Alfred Lord Tennyson
Sonnet “Oh, beauty, passing beauty!...”
Oh, Beauty, passing beauty! sweetest Sweet!
How canst thou let me waste my youth in sighs?
I only ask to sit beside thy feet.
Thou knowest I dare not look into thine eyes,
Might I but kiss thy hand! I dare not fold
My arms about thee scarcely dare to speak.
And nothing seems to me so wild and bold,
As with one kiss to touch thy blessed cheek.
Methinks if I should kiss thee, no control
Within the thrilling brain could keep afloat
The subtle spirit. Even while I spoke,
The bare word KISS hath made my inner soul
To tremble like a lutestring, ere the note
Hath melted in the silence that it broke.

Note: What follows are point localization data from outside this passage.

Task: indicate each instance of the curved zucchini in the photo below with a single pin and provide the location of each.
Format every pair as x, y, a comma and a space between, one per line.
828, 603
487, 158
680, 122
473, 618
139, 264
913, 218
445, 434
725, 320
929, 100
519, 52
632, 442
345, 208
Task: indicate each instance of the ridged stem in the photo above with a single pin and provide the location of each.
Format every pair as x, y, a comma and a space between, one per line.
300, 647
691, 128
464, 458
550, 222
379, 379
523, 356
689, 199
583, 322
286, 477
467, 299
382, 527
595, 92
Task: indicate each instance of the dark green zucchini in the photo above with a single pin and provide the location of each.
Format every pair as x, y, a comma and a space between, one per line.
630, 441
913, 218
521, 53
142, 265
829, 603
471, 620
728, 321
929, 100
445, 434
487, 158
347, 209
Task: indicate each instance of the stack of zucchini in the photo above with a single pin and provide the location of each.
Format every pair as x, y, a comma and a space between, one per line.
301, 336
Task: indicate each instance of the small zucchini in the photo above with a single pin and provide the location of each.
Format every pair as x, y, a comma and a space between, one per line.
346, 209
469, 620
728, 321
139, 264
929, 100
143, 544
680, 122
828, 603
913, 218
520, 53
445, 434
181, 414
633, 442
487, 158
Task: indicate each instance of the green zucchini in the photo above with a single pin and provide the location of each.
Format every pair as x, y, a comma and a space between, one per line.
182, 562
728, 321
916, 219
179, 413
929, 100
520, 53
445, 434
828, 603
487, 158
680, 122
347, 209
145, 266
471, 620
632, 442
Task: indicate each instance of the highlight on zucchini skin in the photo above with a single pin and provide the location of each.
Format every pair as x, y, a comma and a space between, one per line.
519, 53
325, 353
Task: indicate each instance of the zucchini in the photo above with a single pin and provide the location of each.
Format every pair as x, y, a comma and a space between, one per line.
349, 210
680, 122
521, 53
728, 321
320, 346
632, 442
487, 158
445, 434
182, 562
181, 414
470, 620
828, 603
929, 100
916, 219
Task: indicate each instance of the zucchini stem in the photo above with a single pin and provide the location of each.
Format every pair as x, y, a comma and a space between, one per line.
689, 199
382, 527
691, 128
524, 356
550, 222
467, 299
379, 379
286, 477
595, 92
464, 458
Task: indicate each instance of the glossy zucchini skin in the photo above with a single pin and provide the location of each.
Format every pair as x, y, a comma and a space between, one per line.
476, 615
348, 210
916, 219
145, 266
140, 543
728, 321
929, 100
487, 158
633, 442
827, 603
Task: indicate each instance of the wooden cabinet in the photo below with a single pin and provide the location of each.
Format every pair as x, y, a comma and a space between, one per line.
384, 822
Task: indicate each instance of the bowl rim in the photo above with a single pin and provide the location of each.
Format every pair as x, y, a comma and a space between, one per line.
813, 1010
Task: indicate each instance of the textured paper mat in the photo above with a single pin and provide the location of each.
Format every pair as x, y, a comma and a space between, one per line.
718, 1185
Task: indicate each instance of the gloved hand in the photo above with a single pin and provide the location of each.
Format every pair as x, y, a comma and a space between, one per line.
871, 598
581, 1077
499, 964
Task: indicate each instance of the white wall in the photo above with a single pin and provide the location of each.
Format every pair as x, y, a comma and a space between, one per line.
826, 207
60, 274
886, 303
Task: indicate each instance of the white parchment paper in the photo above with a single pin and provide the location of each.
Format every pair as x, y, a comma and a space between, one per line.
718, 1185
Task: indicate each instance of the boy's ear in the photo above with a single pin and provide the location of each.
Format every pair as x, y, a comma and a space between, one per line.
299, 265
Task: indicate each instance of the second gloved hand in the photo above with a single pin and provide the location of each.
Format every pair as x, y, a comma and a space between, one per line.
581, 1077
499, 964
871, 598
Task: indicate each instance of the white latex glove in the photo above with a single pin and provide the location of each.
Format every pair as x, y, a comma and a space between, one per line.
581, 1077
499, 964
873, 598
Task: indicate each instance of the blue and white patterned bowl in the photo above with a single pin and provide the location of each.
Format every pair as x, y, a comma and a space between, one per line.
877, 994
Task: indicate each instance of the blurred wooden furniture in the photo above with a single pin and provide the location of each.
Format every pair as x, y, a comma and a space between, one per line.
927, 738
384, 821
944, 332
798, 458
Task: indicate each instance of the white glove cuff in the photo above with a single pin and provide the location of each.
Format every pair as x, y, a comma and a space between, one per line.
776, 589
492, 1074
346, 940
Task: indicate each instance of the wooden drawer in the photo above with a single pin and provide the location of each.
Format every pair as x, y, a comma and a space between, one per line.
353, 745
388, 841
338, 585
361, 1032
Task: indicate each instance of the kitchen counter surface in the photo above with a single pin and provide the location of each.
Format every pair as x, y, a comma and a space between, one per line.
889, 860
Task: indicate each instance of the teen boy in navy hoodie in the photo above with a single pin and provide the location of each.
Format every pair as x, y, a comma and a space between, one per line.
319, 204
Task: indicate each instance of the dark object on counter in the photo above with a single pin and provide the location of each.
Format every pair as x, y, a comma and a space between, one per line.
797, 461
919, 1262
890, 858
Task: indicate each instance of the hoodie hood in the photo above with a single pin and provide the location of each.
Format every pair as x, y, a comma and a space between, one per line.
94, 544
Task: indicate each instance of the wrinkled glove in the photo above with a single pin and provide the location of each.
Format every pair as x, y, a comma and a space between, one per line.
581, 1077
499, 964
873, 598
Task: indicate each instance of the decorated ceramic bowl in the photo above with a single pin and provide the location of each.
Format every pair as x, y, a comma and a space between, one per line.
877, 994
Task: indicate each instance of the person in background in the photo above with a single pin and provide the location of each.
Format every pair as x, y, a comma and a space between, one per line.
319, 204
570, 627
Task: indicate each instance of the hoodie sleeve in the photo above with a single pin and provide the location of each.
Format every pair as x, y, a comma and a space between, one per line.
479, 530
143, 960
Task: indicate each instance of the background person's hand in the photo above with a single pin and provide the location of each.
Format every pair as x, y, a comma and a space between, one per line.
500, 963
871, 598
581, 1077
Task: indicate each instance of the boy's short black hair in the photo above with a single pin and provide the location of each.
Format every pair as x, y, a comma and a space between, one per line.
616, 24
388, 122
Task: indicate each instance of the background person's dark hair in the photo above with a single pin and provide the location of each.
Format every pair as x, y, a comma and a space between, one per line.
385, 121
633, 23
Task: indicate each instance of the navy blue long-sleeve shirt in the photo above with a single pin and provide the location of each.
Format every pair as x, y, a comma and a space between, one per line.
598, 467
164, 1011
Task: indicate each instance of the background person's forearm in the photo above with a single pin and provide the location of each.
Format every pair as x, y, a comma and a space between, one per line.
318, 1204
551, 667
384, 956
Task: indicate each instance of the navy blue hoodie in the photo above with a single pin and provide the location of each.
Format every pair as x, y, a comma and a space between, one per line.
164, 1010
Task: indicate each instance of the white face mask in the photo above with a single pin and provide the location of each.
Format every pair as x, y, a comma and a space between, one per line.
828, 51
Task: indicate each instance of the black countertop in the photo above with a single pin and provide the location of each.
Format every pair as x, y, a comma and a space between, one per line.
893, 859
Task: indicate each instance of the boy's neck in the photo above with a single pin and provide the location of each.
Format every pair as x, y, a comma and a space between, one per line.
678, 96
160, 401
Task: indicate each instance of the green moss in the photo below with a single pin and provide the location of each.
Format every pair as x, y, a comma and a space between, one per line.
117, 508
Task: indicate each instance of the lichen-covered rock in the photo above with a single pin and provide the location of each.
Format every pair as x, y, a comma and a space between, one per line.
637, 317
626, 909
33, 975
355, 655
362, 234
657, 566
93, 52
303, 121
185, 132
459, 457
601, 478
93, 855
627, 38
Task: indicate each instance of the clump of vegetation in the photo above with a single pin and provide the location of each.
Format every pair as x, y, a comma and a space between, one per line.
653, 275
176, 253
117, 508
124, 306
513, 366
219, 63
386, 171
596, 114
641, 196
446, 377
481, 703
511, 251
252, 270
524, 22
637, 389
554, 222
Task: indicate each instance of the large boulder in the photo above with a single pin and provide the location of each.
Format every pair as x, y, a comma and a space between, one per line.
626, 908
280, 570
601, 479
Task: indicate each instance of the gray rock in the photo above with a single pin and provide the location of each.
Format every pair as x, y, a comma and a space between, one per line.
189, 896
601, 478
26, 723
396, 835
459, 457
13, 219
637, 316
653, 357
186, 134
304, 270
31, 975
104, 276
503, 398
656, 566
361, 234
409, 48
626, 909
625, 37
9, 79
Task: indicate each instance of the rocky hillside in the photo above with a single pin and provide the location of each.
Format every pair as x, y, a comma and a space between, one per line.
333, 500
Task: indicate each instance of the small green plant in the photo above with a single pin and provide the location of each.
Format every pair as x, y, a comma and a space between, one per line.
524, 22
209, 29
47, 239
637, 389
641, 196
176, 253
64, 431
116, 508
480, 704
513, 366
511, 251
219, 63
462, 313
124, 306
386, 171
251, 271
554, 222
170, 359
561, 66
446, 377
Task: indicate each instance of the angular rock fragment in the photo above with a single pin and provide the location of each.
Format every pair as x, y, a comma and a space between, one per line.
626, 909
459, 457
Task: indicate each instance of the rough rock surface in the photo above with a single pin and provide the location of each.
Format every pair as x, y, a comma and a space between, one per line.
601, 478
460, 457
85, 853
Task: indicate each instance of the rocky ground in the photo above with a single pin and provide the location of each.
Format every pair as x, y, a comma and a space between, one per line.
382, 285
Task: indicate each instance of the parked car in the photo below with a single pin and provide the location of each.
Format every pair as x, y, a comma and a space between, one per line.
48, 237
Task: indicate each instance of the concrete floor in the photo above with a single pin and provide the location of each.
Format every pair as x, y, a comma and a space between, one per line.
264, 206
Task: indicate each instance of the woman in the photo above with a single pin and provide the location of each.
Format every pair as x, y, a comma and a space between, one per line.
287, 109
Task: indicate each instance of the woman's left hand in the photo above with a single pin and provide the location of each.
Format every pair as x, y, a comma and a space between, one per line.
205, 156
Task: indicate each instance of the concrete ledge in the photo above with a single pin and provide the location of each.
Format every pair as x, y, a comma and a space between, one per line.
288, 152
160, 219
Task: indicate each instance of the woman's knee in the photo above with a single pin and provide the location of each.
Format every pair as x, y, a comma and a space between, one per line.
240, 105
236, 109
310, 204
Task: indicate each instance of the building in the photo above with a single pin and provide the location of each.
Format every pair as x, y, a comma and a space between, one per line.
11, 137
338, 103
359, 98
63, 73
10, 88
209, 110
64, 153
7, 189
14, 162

But were I loved, as I desire to be,
What is there in the great sphere of the earth,
And range of evil between death and birth,
That I should fear if I were loved by thee?
All the inner, all the outer world of pain
Clear Love would pierce and cleave, if thou wert mine,
As I have heard that, somewhere in the main,
Fresh water-springs come up through bitter brine.
'Twere joy, not fear, clasped hand in hand with thee,
To wait for death mute careless of all ills,
Apart upon a mountain, though the surge
Of some new deluge from a thousand hills
Flung leagues of roaring foam into the gorge
Below us, as far on as eye could see.